Visualization 1: Number of Shooting Incident Reported in NYC
In figure 4, there was a downward trend in shooting incident from 2006 until 2018. Presumably the police have been making a solid effort in lowering the incident in the city, the record was witnessed a steady dropped down to the lowest point of 951 in 2018.
Visualization 2: The Record of Shooting Incident Grouped by Age
In figure 5, the highest age range is observed in 18-24 and 25-44, which is significantly higher than all other groups, but it steeply drops below in 2015.
Except the group ranged from 45 to 64 only witnessed a upward, the rest of the groups are steadily going downward.

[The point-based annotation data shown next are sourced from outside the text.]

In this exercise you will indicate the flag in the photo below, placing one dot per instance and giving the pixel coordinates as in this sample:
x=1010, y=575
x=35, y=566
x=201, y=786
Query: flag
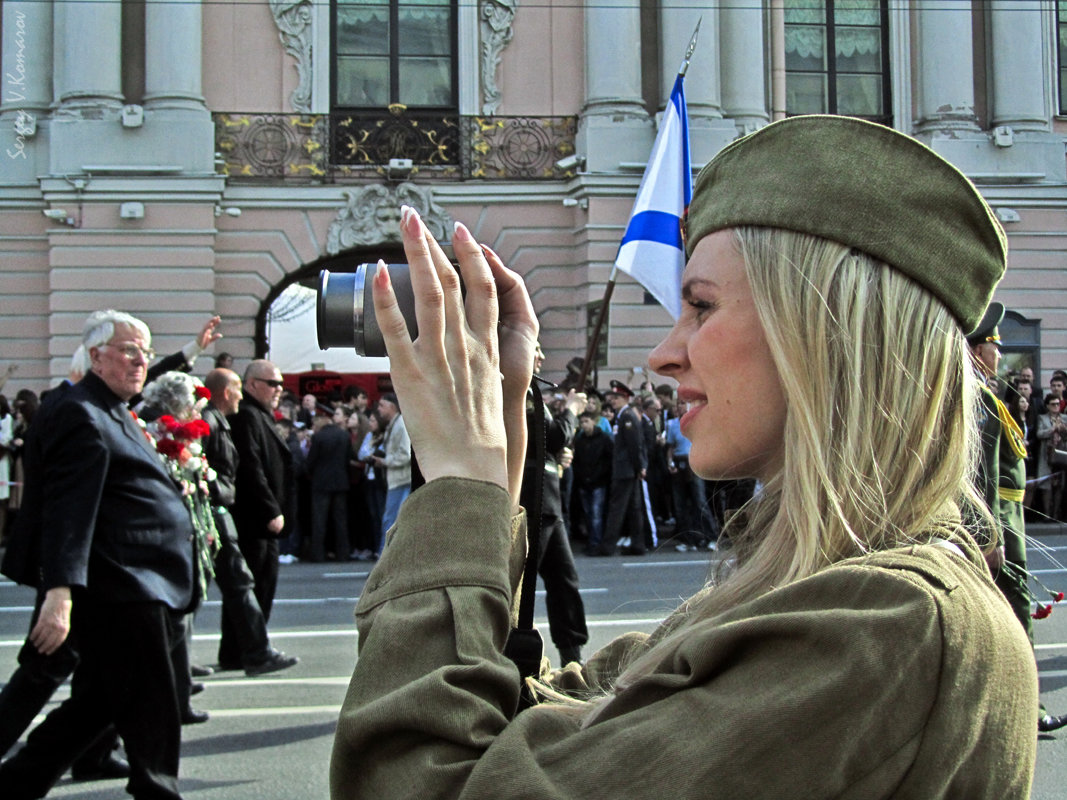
x=652, y=252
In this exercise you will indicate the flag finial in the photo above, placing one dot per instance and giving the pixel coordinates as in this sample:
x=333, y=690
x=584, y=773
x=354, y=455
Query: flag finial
x=690, y=48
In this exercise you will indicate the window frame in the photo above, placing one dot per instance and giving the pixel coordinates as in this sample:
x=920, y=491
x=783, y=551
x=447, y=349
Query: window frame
x=831, y=72
x=394, y=6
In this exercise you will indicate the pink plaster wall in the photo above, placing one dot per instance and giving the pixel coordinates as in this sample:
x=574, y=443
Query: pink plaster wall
x=245, y=68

Visualizations 3: Shooting Incident Map of 4 Boroughs
In figure 6, it is very interesting to see how the incident are spread across the boroughs. Certain neighborhoods that are worst affected over the years can easily be identified by looking at the largest size of the chart. For instance, Brooklyn is the worst affected overall with 33.45% of incident been reported over the years. Bronx is next in the worst affected neighborhoods with 27.66% of incident reports, which is relatively similar than Brooklyn.
The Queens and Manhattan are overall quite evenly affected throughout. Staten Island emerges as the least affected borough with scarcely smallest space.
I enjoyed working with Tableau and found it easy to manipulate data with. When I finally gathered all the charts together to see the overall effect. I also learned that in order to create a consistent visual language, I have to go back to the individual chart and play with its color and transitions several times. So that each of the chats has its own story but can also combined together to indicate the trend as a whole. In that case, I use color red to represent the downward trend.
In terms of future directions, I would like to continue exploring significant parts of the data I did not have time to go into. This includes the victim of shooting, sex, and victim location. I would also like to try using spots on maps to indicate the incident into a geographical presentation. There is a lot of manual work required during the process, but I think they have the potential to produce very interesting charts.